Northeastern REMC had been cautioning its users that by 2012 customers would be experiencing rolling brownouts or blackouts because the demand for electricity was increasing an average of 3 percent per year with no increase in supply.
How is the state of Indiana addressing this issue? The Indiana Utility Regulatory Commission issued a mandate to the 31 electric utilities it regulates, including CCMU and NREMC, to reduce demand by 2 percent over the next 10 years. (See Order of Commission issued in Cause No. 42693, a copy of which I have in my office for your inspection.) That means that in 2020 I will have to disconnect my house from the grid for one-half hour each day, 365 days per year. For one-half hour of each day I can have no air conditioning, no furnace, no refrigerator, no hot water, no cooking, no plugging in my electric car, etc., etc. The list of my electric appliances goes on and on.

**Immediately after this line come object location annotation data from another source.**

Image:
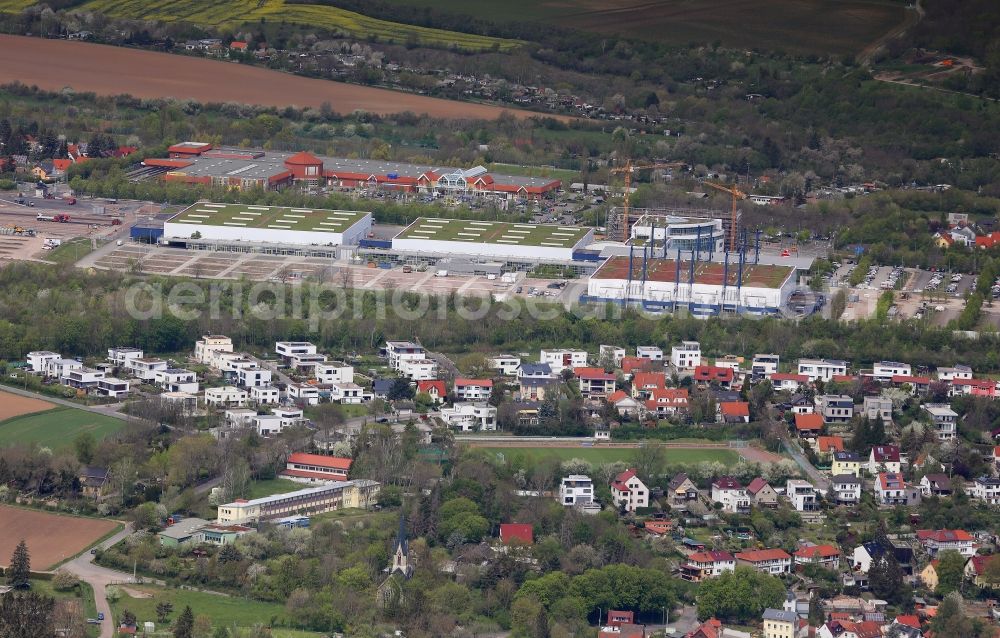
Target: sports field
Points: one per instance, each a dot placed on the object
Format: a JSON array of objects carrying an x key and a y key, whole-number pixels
[
  {"x": 228, "y": 611},
  {"x": 56, "y": 428},
  {"x": 483, "y": 232},
  {"x": 233, "y": 13},
  {"x": 12, "y": 405},
  {"x": 51, "y": 538},
  {"x": 674, "y": 456},
  {"x": 276, "y": 217}
]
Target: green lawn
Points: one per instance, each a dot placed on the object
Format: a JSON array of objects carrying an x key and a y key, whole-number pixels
[
  {"x": 71, "y": 251},
  {"x": 260, "y": 489},
  {"x": 610, "y": 455},
  {"x": 56, "y": 428},
  {"x": 223, "y": 610}
]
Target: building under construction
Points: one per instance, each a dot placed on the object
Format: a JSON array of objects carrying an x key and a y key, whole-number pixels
[
  {"x": 643, "y": 218},
  {"x": 677, "y": 280}
]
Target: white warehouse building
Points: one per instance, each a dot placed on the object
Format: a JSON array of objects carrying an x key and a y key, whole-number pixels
[
  {"x": 268, "y": 224},
  {"x": 712, "y": 287},
  {"x": 497, "y": 240}
]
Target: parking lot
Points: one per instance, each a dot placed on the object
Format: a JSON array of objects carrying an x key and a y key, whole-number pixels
[{"x": 291, "y": 269}]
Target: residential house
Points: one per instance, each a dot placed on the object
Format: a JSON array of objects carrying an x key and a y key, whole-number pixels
[
  {"x": 624, "y": 404},
  {"x": 145, "y": 368},
  {"x": 176, "y": 380},
  {"x": 93, "y": 481},
  {"x": 558, "y": 360},
  {"x": 113, "y": 387},
  {"x": 944, "y": 420},
  {"x": 835, "y": 408},
  {"x": 826, "y": 556},
  {"x": 681, "y": 490},
  {"x": 821, "y": 369},
  {"x": 764, "y": 365},
  {"x": 649, "y": 352},
  {"x": 731, "y": 494},
  {"x": 521, "y": 533},
  {"x": 686, "y": 356},
  {"x": 762, "y": 494},
  {"x": 938, "y": 540},
  {"x": 594, "y": 382},
  {"x": 264, "y": 395},
  {"x": 208, "y": 347},
  {"x": 986, "y": 489},
  {"x": 347, "y": 393},
  {"x": 471, "y": 417},
  {"x": 891, "y": 489},
  {"x": 702, "y": 565},
  {"x": 801, "y": 494},
  {"x": 884, "y": 371},
  {"x": 845, "y": 489},
  {"x": 315, "y": 468},
  {"x": 788, "y": 381},
  {"x": 935, "y": 484},
  {"x": 534, "y": 379},
  {"x": 846, "y": 462},
  {"x": 975, "y": 570},
  {"x": 303, "y": 393},
  {"x": 644, "y": 383},
  {"x": 629, "y": 492},
  {"x": 666, "y": 402},
  {"x": 778, "y": 623},
  {"x": 434, "y": 388},
  {"x": 884, "y": 458},
  {"x": 226, "y": 397},
  {"x": 808, "y": 426},
  {"x": 929, "y": 575},
  {"x": 705, "y": 376},
  {"x": 473, "y": 389},
  {"x": 766, "y": 561},
  {"x": 734, "y": 412},
  {"x": 288, "y": 349},
  {"x": 576, "y": 489},
  {"x": 121, "y": 355},
  {"x": 505, "y": 364},
  {"x": 877, "y": 408},
  {"x": 917, "y": 385}
]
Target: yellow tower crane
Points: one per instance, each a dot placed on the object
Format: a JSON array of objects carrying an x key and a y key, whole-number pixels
[
  {"x": 737, "y": 194},
  {"x": 618, "y": 226}
]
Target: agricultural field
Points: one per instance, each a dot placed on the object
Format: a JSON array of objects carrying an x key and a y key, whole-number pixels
[
  {"x": 51, "y": 538},
  {"x": 107, "y": 70},
  {"x": 56, "y": 428},
  {"x": 797, "y": 26},
  {"x": 596, "y": 455},
  {"x": 224, "y": 610},
  {"x": 233, "y": 13},
  {"x": 14, "y": 405}
]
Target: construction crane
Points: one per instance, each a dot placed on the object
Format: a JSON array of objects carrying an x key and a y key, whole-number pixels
[
  {"x": 737, "y": 194},
  {"x": 618, "y": 226}
]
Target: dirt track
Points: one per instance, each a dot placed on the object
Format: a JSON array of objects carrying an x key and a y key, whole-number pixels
[
  {"x": 51, "y": 538},
  {"x": 108, "y": 70},
  {"x": 12, "y": 405}
]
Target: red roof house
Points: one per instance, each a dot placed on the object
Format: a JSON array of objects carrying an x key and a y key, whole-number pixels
[{"x": 523, "y": 533}]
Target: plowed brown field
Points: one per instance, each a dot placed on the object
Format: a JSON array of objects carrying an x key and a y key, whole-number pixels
[
  {"x": 12, "y": 405},
  {"x": 108, "y": 70},
  {"x": 51, "y": 538}
]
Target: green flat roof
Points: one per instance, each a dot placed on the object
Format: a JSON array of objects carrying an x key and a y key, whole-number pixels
[
  {"x": 274, "y": 217},
  {"x": 503, "y": 233}
]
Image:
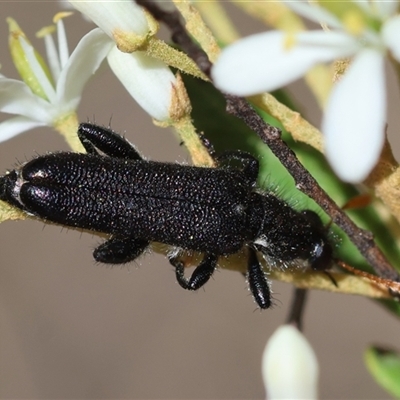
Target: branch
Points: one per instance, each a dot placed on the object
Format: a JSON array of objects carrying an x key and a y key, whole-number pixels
[{"x": 272, "y": 137}]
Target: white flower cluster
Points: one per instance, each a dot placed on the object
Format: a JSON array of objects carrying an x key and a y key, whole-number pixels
[
  {"x": 355, "y": 116},
  {"x": 52, "y": 92}
]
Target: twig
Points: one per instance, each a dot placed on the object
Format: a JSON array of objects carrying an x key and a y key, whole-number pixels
[{"x": 272, "y": 137}]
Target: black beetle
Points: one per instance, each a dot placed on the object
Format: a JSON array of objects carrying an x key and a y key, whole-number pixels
[{"x": 216, "y": 211}]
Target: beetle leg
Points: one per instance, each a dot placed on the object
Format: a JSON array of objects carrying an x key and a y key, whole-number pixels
[
  {"x": 258, "y": 283},
  {"x": 94, "y": 138},
  {"x": 117, "y": 250},
  {"x": 201, "y": 274}
]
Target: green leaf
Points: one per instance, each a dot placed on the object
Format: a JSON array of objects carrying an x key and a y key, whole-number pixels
[
  {"x": 384, "y": 366},
  {"x": 227, "y": 132}
]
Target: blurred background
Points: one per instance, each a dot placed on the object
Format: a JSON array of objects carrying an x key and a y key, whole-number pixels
[{"x": 72, "y": 329}]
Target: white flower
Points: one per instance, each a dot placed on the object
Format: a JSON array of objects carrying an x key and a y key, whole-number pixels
[
  {"x": 148, "y": 80},
  {"x": 355, "y": 116},
  {"x": 122, "y": 20},
  {"x": 52, "y": 92},
  {"x": 289, "y": 366}
]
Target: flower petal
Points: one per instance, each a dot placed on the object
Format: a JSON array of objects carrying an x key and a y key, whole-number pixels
[
  {"x": 148, "y": 80},
  {"x": 17, "y": 98},
  {"x": 354, "y": 121},
  {"x": 289, "y": 366},
  {"x": 14, "y": 126},
  {"x": 265, "y": 62},
  {"x": 390, "y": 35},
  {"x": 109, "y": 15},
  {"x": 86, "y": 58}
]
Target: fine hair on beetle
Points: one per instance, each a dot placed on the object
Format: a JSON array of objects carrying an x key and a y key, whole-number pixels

It is time for the governor of Indiana to tell the federal government to take a flying leap, send the mandates back to Washington, cancel the mandate from his own IURC, kick the greens out of Indiana, build a clean-air coal plant and keep Indiana humming. He could use a little backbone assistance from our elected representatives, too.
Drill for American oil now! Drill for American natural gas now! Build a coal plant now!
Buy a 10-year supply of incandescent bulbs and smash GEs dangerous mercury bulbs. Power to the people.